Le député de l'IU a ainsi préconisé que ces dossiers « soient traités dans la péninsule, où il y a des moyens et de l'espace et où il n'y a pas de problème social de coexistence comme à Ceuta », ainsi que que les mineurs arrivant dans la ville autonome « aillent dans la péninsule, car à Ceuta il n'y a pas de capacité d'accueil ».
Enrique Santiago a également critiqué le fait que « le gouvernement de la ville autonome » de Ceuta, dirigé par Juan Vivas (PP), « n'y travaille pas pour le bien de la population », mais « suit exclusivement les indications du Parti populaire et de Vox pour mener une campagne électorale permanente basée sur les discours de haine et la discrimination ».

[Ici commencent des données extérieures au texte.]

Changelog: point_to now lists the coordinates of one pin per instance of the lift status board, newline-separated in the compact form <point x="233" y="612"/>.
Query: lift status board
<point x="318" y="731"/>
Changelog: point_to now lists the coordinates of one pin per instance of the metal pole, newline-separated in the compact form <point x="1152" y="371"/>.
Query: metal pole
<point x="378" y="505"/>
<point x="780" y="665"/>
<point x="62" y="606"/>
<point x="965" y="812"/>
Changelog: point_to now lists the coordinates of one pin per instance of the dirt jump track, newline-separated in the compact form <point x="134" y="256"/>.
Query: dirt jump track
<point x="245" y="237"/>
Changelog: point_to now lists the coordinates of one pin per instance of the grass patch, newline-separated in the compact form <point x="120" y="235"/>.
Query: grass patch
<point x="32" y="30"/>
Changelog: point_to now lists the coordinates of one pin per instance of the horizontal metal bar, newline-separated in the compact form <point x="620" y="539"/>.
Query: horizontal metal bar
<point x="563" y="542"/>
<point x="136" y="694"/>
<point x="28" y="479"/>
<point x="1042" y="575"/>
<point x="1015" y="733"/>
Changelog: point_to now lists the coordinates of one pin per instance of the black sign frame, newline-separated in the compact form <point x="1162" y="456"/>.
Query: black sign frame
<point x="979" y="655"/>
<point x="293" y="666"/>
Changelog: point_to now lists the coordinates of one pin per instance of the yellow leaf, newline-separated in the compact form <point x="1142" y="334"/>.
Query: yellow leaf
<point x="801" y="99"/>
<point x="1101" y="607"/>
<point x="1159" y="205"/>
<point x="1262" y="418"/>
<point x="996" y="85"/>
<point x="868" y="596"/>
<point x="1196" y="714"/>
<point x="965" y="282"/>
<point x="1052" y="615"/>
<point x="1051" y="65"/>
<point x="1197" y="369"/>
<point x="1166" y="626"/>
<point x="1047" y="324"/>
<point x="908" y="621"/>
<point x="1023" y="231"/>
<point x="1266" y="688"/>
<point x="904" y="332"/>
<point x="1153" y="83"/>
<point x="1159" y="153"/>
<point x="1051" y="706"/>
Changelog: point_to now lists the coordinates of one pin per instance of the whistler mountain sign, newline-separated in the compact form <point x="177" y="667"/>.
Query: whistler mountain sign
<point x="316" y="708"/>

« Quand on commence par ces discours, la situation se termine très mal », a prévenu le député de l'IU, qui a évoqué à ce moment-là « la chaîne systématique d'incendies » qui ont lieu « chaque nuit à Ceuta », ainsi que la « multiplication des attaques racistes » qui « ne peuvent pas être autorisées », car « des siècles de coexistence des quatre cultures à Ceuta sont en danger », a-t-il ajouté.
« C'est pourquoi nous avons été très énergiques et avons demandé au président du gouvernement de faire la faveur de faciliter et d'approuver les transferts vers la péninsule, non pas pour que personne ne reste ici, mais pour que soient traitées les procédures de protection internationale, le regroupement des mineurs, le cas échéant, ou l'expulsion et le retour des immigrants », a résumé Enrique Santiago.
APRÈS LA DÉMISSION DU CHEF DE Cabinet DU DÉLÉGUÉ DU GOUVERNEMENT
D'autre part, interrogé par les journalistes sur la démission de l'actuel chef de cabinet du délégué du Gouvernement à Ceuta, Gonzalo Sanz, le député de Sumar a souligné que son groupe veut savoir « pourquoi il n'y a pas eu de rapports clairs » et « plus sérieux » du Centre National de Renseignement (CNI) qui mettait en garde contre la possible entrée massive d'immigrés comme celle survenue à Ceuta, car « il n'est pas grave que la seule information du CNI soit un WhatsApp dans des termes qui ressemblent à un bar-bar ». il a ajouté.
« Deuxièmement, nous voulons savoir exactement à qui ces rapports ont été transmis, même s'ils étaient lacunaires », a expliqué Santiago avant d'avertir que « s'il n'y a pas eu d'effort pour transmettre ces rapports, il doit y avoir des responsabilités, et si ces rapports ont été communiqués et que les décisions correspondantes n'ont pas été prises, il faut aussi prendre des décisions ».
Le représentant d'IU et Sumar a souligné que sa coalition avait déclaré « dès le début » de cette crise qu'elle estimait qu' »il y avait beaucoup de désintérêt de la part de niveaux importants de l'administration de l'État à empêcher un événement comme celui-ci, et qu'il devait y avoir des responsabilités », a-t-il affirmé avant d'appeler à connaître « le résultat » des « enquêtes » lancées, même s'il a estimé que d'après ce qui a été connu après la déclassification des documents du CNI, on peut comprendre que « au moins » dans cette affaire le centre de renseignement fonctionnait « très mal ».